Sur les formalités de l'article 1043 ancien du code de procédure civile

Il est justifié de l'accomplissement de la formalité prévue par l'article 1043 ancien du code de procédure civile, dans sa version applicable à la présente procédure, par la production du récépissé délivré le 8 août 2022 par le ministère de la Justice.

Sur la condition de recevabilité prévue par l'article 26-4 du code civil

Devant la cour, les appelants font valoir que l'action en annulation d'enregistrement de la déclaration susmentionnée, engagée par le procureur de la République, est irrecevable dans la mesure où au jour de son exercice, le 6 mars 2020, la prescription était acquise conformément à l'article 26-4 du code civil, qui dispose notamment que le ministère public peut contester ledit enregistrement en cas de mensonge ou de fraude dans le délai de deux ans à compter de leur découverte. Ce moyen a été soulevé devant les premiers juges qui n'ont pas statué dans le dispositif de la décision.

Les appelants soutiennent en effet, que le délai de prescription de cette action court à partir du moment où le procureur de la République a été mis en mesure de découvrir la fraude alléguée, soit en l'espèce à compter du moment où la mention du divorce de l'appelante et de M. [V] [B] a été apposée en marge de leur acte de mariage le 15 juin 2013, plus de six ans avant la saisine du tribunal, le procureur de la République ayant d'ailleurs eu deux occasions supplémentaires pour découvrir la fraude lors de la délivrance du certificat de nationalité obtenu par l'enfant [K] [I] le 25 mars 2011, au vu de la teneur dudit certificat, et enfin par la mention divorce susmentionnée en marge de l'acte de mariage de l'appelante avec M. [A] [H] dressé courant 2014.

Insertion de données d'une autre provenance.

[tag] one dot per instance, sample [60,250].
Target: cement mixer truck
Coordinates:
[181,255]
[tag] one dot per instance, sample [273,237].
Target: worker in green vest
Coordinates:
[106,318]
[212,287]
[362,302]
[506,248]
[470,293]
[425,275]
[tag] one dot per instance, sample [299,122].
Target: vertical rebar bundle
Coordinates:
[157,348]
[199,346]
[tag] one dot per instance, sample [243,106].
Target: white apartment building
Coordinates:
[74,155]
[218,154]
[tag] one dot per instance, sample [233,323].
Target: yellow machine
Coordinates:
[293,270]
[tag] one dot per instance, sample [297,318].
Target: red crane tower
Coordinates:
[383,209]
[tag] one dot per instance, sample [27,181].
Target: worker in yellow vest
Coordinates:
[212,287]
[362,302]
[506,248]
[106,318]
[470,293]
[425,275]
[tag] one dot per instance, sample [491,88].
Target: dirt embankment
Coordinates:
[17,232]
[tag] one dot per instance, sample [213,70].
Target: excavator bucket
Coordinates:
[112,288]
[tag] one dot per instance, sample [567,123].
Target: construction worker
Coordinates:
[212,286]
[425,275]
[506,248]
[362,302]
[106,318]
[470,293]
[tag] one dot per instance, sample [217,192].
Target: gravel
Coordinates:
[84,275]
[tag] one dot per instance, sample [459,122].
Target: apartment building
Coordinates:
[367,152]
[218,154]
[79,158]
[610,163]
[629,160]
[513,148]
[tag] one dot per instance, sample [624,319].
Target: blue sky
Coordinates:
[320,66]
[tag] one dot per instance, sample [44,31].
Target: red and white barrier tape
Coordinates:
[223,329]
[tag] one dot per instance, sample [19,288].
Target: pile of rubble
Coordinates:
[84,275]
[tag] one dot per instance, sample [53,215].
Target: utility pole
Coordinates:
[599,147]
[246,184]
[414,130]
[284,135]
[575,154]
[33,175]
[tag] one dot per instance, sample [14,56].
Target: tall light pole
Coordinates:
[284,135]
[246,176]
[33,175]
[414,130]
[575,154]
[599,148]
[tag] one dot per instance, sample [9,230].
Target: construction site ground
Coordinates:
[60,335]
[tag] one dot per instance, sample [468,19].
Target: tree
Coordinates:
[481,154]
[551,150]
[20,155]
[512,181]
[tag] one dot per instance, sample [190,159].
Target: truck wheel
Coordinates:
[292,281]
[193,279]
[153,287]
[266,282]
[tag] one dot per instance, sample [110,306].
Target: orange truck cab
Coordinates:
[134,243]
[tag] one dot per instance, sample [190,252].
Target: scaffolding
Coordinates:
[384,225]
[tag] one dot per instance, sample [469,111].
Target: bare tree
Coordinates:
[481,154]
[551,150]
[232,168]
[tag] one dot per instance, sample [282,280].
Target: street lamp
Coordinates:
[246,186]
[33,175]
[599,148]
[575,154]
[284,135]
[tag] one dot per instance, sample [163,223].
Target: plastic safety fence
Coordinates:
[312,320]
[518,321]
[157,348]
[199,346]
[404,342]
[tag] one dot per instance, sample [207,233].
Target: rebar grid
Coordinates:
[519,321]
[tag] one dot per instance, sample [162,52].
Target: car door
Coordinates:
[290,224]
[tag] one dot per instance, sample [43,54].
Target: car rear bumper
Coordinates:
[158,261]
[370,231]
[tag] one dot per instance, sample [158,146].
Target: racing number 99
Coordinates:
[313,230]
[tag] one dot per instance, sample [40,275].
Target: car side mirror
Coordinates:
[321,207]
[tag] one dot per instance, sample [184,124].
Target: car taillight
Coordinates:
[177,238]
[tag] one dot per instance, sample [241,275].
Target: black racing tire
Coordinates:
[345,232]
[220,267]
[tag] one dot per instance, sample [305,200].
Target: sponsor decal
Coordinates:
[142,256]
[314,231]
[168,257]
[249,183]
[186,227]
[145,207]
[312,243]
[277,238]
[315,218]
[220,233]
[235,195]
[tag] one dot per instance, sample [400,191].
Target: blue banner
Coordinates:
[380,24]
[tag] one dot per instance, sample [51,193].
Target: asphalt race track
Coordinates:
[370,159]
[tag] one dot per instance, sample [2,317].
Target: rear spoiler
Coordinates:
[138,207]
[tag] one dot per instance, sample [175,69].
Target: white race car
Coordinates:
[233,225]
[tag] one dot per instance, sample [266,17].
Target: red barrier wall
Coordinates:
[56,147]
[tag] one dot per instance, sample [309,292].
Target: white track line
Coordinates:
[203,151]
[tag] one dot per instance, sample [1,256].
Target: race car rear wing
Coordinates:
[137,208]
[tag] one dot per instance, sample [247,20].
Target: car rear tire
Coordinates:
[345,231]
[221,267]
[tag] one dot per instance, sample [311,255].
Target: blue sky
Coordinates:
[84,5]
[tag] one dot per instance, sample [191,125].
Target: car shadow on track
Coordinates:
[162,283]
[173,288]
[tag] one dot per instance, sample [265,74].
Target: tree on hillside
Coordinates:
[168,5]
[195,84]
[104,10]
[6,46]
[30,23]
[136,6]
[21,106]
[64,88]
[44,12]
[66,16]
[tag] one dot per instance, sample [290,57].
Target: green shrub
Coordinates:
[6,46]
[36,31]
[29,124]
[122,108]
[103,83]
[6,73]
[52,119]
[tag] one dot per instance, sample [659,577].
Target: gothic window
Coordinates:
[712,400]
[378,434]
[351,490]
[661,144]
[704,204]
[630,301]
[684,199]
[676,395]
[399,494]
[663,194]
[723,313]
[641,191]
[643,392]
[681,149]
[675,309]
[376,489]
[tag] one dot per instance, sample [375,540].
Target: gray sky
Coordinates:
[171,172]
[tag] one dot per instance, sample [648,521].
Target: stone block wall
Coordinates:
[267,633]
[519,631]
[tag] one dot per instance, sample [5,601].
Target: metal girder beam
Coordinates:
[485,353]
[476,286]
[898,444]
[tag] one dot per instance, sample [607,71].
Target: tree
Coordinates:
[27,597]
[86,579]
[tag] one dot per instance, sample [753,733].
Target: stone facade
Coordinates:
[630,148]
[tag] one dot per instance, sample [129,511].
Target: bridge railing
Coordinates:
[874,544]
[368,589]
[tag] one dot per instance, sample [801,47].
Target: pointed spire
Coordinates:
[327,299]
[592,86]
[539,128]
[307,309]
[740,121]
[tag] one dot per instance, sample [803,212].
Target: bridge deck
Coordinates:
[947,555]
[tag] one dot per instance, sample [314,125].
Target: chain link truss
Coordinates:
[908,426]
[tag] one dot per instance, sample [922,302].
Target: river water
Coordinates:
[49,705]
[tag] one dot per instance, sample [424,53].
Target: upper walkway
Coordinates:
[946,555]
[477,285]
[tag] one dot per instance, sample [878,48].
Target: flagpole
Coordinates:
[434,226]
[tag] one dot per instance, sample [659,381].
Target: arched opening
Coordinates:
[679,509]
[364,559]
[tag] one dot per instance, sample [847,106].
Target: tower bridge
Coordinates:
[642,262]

Toutefois, ce moyen ne saurait prospérer.

En effet, comme le souligne le ministère public, le délai biennal prévu par l'article 26-4 du code civil court seulement à compter de l'information obtenue par le ministère public territorialement compétent, soit en l'espèce le procureur de la République près le tribunal judiciaire de Paris.

Or, ce dernier a eu connaissance des faits litigieux par un bordereau de transmission du dossier daté du 28 février 2020 adressé par la direction des affaires civiles et du sceau du ministère de la Justice (pièce n°4 du ministère public).

En conséquence le délai biennal précité a été respecté, dès lors que la saisine du tribunal judiciaire de Paris est intervenue par assignation délivrée seulement quelques jours plus tard, le 6 mars 2020.

Sur la nationalité de Mme [Y] [I]

Sur la charge de la preuve de la fraude ou du mensonge

En vertu de l'article 21-2 du code civil, dans sa rédaction issue de la loi n°2006-911 du 24 juillet 2006 ici applicable au regard de la date de la déclaration « L'étranger ou apatride qui contracte mariage avec un conjoint de nationalité française peut, après un délai de quatre ans à compter du mariage, acquérir la nationalité française par déclaration à condition qu'à la date de cette déclaration la communauté de vie tant affective que matérielle n'ait pas cessé entre les époux depuis le mariage et que le conjoint français ait conservé sa nationalité.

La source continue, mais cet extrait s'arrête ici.